Three wildtype (C57BL6/J) newborn mice pups were exposed to 5 days of 75% oxygen from P7 to P12 and subsequently returned to room air (OIR), while 4 mice were continually kept at room air (control). At P17, FA and SDOCT were performed to visualize retinal vasculature and measure retinal thickness. Retinal thickness maps were generated from B-scan rasters acquired at peripheral retinal areas, approximately 3 disk diameters from the optic disk center. Retinal thickness measurements obtained in OIR and control mice were compared.
In all control mice, retinal thickness was uniform on peripheral SDOCT B-scans and thickness maps. In 2 of 3 OIR mice, peripheral SDOCT B-scans and thickness maps displayed both regions with normal and reduced retinal thickness. In regions with retinal thinning, the inner retina showed reduced thickness, while the outer retinal layers were not affected. Mean total retinal thickness (N = 5) in OIR mice in areas of thinning was on average 82% of the mean thickness (N = 11) in control mice. In both control and OIR mice, B-scans displayed an increase in reflectivity from the vitreoretinal interface at the optic disks and from retinal vessels. Near retinal blood vessels, retinal thicknesses measured in OIR and control mice were similar.
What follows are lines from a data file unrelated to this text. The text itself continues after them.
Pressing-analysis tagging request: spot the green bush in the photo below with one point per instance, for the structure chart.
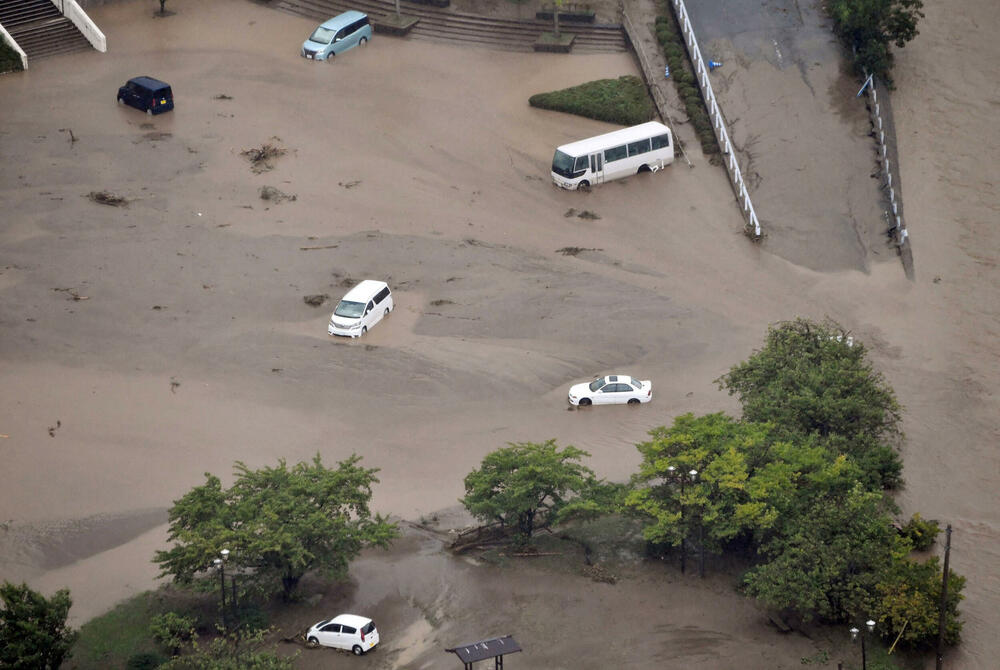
(145, 660)
(672, 44)
(624, 101)
(10, 60)
(920, 533)
(172, 630)
(908, 604)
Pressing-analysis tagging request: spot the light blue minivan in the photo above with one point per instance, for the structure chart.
(337, 35)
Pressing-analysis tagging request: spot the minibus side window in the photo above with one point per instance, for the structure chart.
(640, 147)
(615, 154)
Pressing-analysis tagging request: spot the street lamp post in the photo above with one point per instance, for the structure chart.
(682, 478)
(220, 565)
(870, 628)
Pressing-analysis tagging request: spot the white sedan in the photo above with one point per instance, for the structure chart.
(611, 390)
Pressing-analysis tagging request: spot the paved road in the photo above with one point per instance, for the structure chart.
(802, 136)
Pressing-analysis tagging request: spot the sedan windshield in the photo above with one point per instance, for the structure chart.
(349, 310)
(322, 35)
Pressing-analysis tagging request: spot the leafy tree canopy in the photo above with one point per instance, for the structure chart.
(909, 602)
(278, 523)
(869, 27)
(830, 561)
(526, 485)
(812, 379)
(33, 630)
(720, 496)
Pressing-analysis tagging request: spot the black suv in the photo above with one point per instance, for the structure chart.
(150, 95)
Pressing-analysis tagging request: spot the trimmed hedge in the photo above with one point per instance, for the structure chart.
(672, 43)
(624, 101)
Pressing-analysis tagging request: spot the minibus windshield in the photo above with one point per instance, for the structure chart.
(349, 310)
(322, 35)
(562, 164)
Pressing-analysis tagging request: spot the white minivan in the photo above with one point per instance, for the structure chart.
(364, 305)
(347, 631)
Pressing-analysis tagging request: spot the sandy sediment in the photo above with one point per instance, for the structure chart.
(421, 164)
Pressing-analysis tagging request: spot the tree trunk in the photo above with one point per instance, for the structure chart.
(288, 584)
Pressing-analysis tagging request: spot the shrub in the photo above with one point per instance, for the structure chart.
(920, 533)
(172, 630)
(10, 60)
(908, 604)
(624, 101)
(145, 660)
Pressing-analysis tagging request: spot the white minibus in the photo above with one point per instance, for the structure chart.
(614, 155)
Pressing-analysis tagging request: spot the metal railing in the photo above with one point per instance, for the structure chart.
(718, 122)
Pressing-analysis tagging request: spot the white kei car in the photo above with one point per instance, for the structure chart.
(346, 631)
(611, 390)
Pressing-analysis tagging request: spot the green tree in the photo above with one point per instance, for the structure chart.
(525, 485)
(869, 27)
(33, 630)
(813, 379)
(172, 630)
(828, 561)
(278, 524)
(720, 502)
(909, 602)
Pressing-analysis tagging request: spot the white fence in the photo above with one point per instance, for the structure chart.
(72, 11)
(718, 122)
(5, 36)
(897, 226)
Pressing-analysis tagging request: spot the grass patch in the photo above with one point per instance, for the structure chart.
(672, 42)
(624, 101)
(109, 640)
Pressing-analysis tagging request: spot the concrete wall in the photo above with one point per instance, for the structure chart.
(72, 11)
(5, 36)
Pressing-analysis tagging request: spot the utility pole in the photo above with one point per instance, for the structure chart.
(944, 597)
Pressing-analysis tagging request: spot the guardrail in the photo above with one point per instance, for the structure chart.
(718, 122)
(72, 11)
(5, 36)
(884, 131)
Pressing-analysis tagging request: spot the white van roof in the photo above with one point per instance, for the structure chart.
(364, 291)
(614, 138)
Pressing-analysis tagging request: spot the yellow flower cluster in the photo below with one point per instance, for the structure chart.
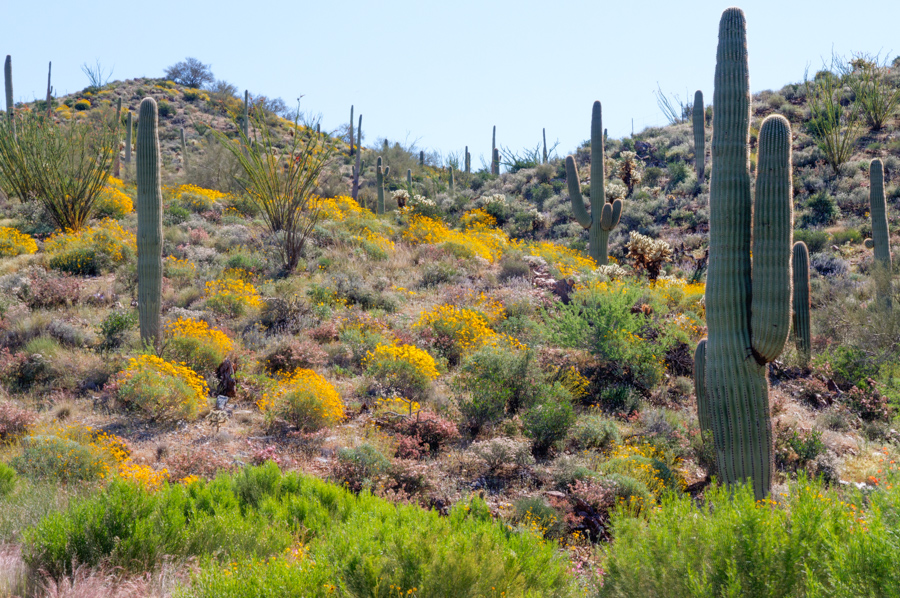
(305, 399)
(146, 476)
(566, 262)
(484, 242)
(231, 296)
(420, 361)
(13, 243)
(90, 250)
(113, 203)
(163, 389)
Retinal thickness and vascular features were successfully characterized in an OIR mouse model of ROP using SDOCT. Retinal thinning observed in OIR mice likely corresponds to regions of capillary nonperfusion and inner retinal atrophy due to ischemia. In vivo monitoring of retinal thickness and vascular features in OIR may be useful for evaluating therapies for human ROP.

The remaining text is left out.